Mode de vie zéro déchet Béa Johnson en conférence au théâtre Paul-Émile-Meloche

 

photo credit Jacqui J.

Béa Johnson, surnommée la grande prêtresse du zéro déchet par le New York Times, était de passage à Vaudreuil-Dorion, le 24 octobre dernier. La dame y a offert une conférence toute en humour sur son parcours qui l’a amenée, avec sa famille, à consommer moins et à réduire leurs déchets.

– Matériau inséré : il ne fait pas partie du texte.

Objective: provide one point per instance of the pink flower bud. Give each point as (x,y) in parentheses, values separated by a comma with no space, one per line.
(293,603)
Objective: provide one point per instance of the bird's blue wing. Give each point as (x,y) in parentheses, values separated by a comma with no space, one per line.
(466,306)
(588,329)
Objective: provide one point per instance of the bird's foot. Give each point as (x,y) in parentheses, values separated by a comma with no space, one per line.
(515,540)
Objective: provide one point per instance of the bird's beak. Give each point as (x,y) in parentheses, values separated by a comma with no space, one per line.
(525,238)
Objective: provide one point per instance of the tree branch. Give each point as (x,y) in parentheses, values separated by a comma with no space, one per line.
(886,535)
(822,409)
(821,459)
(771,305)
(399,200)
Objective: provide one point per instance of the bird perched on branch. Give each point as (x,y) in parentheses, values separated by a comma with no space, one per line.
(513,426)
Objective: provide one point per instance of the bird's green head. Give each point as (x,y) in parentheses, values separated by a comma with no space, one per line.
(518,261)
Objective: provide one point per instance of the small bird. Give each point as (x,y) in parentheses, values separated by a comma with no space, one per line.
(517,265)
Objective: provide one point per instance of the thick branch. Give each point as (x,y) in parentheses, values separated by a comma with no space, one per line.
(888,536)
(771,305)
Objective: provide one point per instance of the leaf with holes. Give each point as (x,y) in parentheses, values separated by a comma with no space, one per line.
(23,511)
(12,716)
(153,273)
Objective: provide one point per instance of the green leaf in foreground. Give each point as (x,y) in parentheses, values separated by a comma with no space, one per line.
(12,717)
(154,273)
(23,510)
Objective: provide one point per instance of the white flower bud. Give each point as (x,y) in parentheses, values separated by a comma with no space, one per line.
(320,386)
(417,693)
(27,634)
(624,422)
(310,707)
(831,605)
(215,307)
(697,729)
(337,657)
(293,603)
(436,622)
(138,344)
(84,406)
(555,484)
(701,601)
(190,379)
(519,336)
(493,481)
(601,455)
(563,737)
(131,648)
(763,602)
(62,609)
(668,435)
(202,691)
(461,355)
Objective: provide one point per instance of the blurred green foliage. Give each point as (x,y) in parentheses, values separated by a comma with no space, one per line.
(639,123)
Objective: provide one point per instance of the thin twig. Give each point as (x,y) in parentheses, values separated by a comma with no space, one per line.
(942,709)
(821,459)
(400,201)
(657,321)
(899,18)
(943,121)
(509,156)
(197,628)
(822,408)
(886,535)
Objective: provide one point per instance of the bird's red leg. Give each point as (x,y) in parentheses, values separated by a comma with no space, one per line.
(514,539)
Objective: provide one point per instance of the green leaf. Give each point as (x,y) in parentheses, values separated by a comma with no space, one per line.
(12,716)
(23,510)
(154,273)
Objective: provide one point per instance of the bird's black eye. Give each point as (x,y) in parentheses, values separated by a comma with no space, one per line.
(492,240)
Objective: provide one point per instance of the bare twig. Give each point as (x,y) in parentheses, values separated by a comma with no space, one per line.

Texte de Mona Rochon – En entrevue, Madame Johnson, qui est née en France mais vit aux États-Unis, a expliqué l’origine de cette réflexion. Auparavant, elle et sa famille vivaient comme la majorité des Américains, sans se soucier des déchets qu’ils produisaient. Puis est arrivée la crise économique de 2008.

À cette époque, la famille Johnson choisit de s’établir dans une toute petite demeure en attendant de trouver plus grand. Avec la plupart de leurs possessions en entreposage, la petite famille s’est rendu compte qu’il était possible de vivre avec moins. En réfléchissant sur leur mode de vie et de consommation, Madame Johnson a constaté qu’elle et sa famille gaspillaient beaucoup, et qu’ils consommaient pour accumuler des choses dont ils n’ont pas besoin.

Madame Johnson a poussé la réflexion encore plus loin en constatant la quantité faramineuse de déchets qu’elle et sa famille produisaient. Elle avait entendu parler d’un mouvement zéro déchet pour les industries, mais le terme ne s’appliquait pas encore aux particuliers.

photo credit Nikola Bruncová

« Au début, on s’en est pris plein la gueule, dit-elle en entrevue. On nous a dit que nous étions granos, que ça ne servait à rien, qu’on se cassait la noix pour rien, » ajoute-t-elle. Mais ce mode de vie lui a permis de faire 40 % d’économies sur les achats pour sa famille. Et contre toute attente, ce mode de vie fait des adeptes partout dans le monde.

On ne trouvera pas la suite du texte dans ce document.